Saturday, May 8, 2010

Book Review: Wintergirls



Lia and Cassie were best friends, wintergirls frozen in matchstick bodies. But now Cassie is dead. Lia's mother is busy saving people's lives. Her father is away on business. Her stepmother is clueless. And the voice inside Lia's head keeps telling her to remain in control, stay strong, lose more, weigh less. If she keeps on going this way - thin, thinner thinnest - maybe she'll disappear altogether.

--From the front book flap

Cover Inspection:
This cover is fantastic. Looking at the girl, trapped beneath this ice like substance, it completely goes with the title.

First Thoughts:
This is going to be a hard read. Page 3 and I'm already in shock.


***

My Review:

This book is heart wrenchingly, blindingly true to real life. Lia and Cassie have problems that I have seen in real life girls, and both parties deal with them the same way. Lia struggles with an eating disorder yes, but this book gives us a glimpse into Lia's past and shows us where it all started. It tackles the heart of her disorder. Lia has a crazy life, complete with split parents who work too much, and talk too little. Lia uses her eating disorder to "take control". After all, what do we have control over if not our own bodies?

I had to pause in the middle of this book so many times. It is hard to read Lia's thoughts because they are so harsh. She calls herself a pig, berates herself for even thinking about wanting food, and thinks she is fat even at 90 pounds. Before this I never realized how much of a mental barrier these girls have against food. It's not that they don't want to be healthy, they truly think that the way they are is healthy. They actually have an aversion to food.

Crossed out words abound in this book and I know that drove some readers mad. I personally liked it. The reader gets to see "real Lia" and "eating disorder Lia" battling it out in her conscious. By using this writing style, Anderson is able to disassociate the reader from Lia and allow them to see her as a whole package, not just as her disease. Not once in this story did I ever really feel close to her, but I think that is the point. To truly see what she is going through, you have to observe from afar.

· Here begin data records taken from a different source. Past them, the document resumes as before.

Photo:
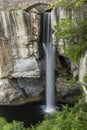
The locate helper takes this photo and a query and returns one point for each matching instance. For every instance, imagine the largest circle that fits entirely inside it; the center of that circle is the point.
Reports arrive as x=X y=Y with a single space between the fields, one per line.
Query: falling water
x=82 y=73
x=50 y=62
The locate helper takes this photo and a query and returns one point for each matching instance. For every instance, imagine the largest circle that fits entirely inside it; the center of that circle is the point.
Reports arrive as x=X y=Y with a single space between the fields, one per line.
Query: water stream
x=50 y=62
x=82 y=73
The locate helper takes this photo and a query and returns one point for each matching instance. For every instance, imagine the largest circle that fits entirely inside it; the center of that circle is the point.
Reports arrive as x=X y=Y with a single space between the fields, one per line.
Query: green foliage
x=85 y=78
x=68 y=119
x=74 y=52
x=65 y=29
x=67 y=3
x=17 y=8
x=4 y=125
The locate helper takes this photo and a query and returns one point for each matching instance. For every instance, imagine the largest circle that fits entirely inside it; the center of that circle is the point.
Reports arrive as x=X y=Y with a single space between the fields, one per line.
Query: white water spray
x=50 y=63
x=82 y=73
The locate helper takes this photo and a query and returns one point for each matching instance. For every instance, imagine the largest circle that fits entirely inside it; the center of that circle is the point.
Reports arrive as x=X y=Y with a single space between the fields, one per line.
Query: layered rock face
x=20 y=58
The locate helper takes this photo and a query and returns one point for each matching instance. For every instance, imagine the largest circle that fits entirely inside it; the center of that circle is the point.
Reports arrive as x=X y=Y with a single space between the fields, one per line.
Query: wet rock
x=68 y=91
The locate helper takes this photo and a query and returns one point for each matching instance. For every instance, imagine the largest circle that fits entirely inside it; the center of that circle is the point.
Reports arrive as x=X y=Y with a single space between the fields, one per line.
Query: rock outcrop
x=21 y=65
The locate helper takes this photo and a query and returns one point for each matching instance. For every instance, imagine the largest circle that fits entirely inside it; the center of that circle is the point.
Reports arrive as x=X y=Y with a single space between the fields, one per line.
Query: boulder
x=68 y=91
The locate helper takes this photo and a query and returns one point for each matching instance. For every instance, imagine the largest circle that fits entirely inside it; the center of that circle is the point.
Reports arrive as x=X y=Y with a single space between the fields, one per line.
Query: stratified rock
x=20 y=67
x=68 y=91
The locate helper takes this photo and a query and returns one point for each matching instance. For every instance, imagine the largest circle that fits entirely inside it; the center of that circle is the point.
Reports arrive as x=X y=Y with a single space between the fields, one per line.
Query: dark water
x=30 y=113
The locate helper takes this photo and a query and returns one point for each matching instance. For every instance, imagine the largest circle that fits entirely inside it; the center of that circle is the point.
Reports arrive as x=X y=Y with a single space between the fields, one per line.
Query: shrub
x=74 y=52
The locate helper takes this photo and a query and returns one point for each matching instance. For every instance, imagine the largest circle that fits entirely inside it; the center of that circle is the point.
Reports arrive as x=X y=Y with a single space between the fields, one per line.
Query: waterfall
x=82 y=73
x=50 y=62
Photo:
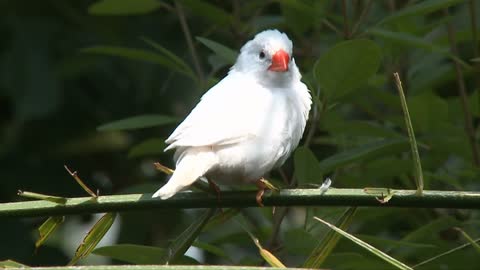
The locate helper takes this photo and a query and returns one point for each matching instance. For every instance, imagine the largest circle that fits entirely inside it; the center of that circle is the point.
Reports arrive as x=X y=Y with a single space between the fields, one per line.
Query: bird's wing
x=224 y=115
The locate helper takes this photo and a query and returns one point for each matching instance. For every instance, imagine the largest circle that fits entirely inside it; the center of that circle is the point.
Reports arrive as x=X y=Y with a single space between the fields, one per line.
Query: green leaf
x=136 y=254
x=227 y=54
x=12 y=264
x=421 y=8
x=38 y=196
x=93 y=237
x=47 y=228
x=138 y=122
x=389 y=243
x=363 y=152
x=211 y=249
x=147 y=148
x=180 y=245
x=347 y=66
x=267 y=255
x=367 y=246
x=414 y=41
x=140 y=55
x=177 y=60
x=307 y=168
x=325 y=247
x=123 y=7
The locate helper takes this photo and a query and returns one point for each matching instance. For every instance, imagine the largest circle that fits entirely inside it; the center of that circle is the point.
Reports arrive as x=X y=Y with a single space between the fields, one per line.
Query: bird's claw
x=262 y=185
x=325 y=185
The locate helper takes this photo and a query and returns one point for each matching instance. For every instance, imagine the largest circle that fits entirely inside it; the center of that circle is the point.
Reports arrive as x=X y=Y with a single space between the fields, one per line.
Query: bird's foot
x=325 y=185
x=262 y=185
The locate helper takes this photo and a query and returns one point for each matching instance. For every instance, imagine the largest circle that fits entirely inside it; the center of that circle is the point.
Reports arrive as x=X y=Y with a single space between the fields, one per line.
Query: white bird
x=245 y=125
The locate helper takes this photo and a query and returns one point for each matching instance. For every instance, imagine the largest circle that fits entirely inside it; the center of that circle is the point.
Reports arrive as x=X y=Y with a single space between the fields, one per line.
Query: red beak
x=280 y=61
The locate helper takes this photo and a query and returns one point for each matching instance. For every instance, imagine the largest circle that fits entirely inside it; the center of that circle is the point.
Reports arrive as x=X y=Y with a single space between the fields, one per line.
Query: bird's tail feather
x=192 y=165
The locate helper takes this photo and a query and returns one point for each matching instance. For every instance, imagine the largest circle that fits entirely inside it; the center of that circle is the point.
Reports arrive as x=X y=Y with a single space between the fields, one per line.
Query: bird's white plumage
x=247 y=124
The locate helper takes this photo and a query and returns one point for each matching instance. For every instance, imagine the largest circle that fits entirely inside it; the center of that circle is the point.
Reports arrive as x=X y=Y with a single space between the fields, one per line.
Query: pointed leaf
x=347 y=66
x=181 y=244
x=211 y=249
x=227 y=54
x=38 y=196
x=47 y=228
x=177 y=60
x=469 y=239
x=137 y=122
x=123 y=7
x=93 y=237
x=367 y=246
x=135 y=254
x=268 y=256
x=325 y=247
x=417 y=164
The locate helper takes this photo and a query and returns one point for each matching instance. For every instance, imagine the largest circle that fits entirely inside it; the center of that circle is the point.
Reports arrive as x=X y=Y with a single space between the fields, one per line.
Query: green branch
x=242 y=199
x=159 y=267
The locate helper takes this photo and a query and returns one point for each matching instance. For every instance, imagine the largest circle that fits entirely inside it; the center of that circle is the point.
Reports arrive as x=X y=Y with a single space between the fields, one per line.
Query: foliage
x=70 y=67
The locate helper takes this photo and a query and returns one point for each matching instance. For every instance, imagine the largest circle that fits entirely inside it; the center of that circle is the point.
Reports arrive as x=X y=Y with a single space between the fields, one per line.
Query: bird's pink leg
x=215 y=188
x=261 y=190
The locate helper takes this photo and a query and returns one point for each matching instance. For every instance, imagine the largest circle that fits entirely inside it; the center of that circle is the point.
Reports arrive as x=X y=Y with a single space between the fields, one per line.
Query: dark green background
x=54 y=95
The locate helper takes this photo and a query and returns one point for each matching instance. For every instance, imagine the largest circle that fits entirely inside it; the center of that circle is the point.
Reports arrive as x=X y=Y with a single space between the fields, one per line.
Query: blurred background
x=69 y=67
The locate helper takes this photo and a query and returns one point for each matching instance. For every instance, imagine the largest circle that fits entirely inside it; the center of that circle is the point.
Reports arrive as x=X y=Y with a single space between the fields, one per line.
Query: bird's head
x=269 y=55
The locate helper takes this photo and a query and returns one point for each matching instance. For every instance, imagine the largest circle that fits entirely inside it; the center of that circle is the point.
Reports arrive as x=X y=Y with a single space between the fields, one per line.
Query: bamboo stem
x=243 y=199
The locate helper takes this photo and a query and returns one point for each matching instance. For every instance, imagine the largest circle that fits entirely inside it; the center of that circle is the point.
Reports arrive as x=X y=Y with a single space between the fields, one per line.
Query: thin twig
x=469 y=129
x=346 y=30
x=314 y=121
x=473 y=22
x=188 y=38
x=80 y=182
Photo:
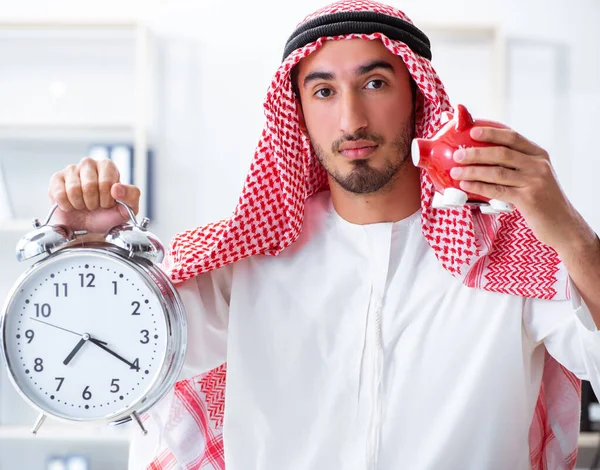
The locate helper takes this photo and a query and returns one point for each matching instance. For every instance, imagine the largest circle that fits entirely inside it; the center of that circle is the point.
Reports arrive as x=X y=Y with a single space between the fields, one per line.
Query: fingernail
x=476 y=132
x=459 y=155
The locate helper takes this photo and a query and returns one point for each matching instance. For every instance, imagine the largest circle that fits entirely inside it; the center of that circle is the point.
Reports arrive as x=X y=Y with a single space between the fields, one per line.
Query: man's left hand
x=518 y=171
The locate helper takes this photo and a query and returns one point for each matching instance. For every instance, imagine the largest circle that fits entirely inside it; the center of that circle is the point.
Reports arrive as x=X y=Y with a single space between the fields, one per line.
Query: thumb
x=128 y=194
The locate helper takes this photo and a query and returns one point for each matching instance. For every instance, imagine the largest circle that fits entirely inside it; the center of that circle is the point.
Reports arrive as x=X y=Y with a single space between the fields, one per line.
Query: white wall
x=219 y=58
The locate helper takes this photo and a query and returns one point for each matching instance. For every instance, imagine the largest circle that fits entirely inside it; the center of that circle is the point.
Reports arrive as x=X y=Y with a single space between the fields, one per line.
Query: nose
x=353 y=116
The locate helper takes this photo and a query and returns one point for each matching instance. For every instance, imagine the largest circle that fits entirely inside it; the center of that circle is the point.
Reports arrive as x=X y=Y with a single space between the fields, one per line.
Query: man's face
x=357 y=106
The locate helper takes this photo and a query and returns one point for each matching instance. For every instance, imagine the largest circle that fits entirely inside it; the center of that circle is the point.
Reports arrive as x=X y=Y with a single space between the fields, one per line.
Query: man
x=384 y=334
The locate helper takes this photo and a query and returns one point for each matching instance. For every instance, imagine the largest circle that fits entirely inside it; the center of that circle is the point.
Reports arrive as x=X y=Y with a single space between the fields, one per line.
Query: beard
x=363 y=178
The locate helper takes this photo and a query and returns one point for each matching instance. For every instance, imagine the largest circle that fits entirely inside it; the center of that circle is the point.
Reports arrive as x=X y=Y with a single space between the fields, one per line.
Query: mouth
x=355 y=150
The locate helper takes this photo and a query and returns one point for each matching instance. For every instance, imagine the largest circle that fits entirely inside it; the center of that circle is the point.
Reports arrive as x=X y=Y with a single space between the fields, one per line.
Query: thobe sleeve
x=568 y=332
x=206 y=302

Point blank: This is a hard book to read. Is it worth it? Definitely. Laurie Halse Anderson was able to take a completely difficult subject and write it in a way that is touching, brusque and informative all at the same time.







Book Details
Title: Wintergirls
Author: Laurie Halse Anderson
Publisher: Viking Juvenile
Pages: Hardcover; 278
Source: Borrowed from library

Final Rating: 5 Keys to My Heart
[+/-] Click to see rating.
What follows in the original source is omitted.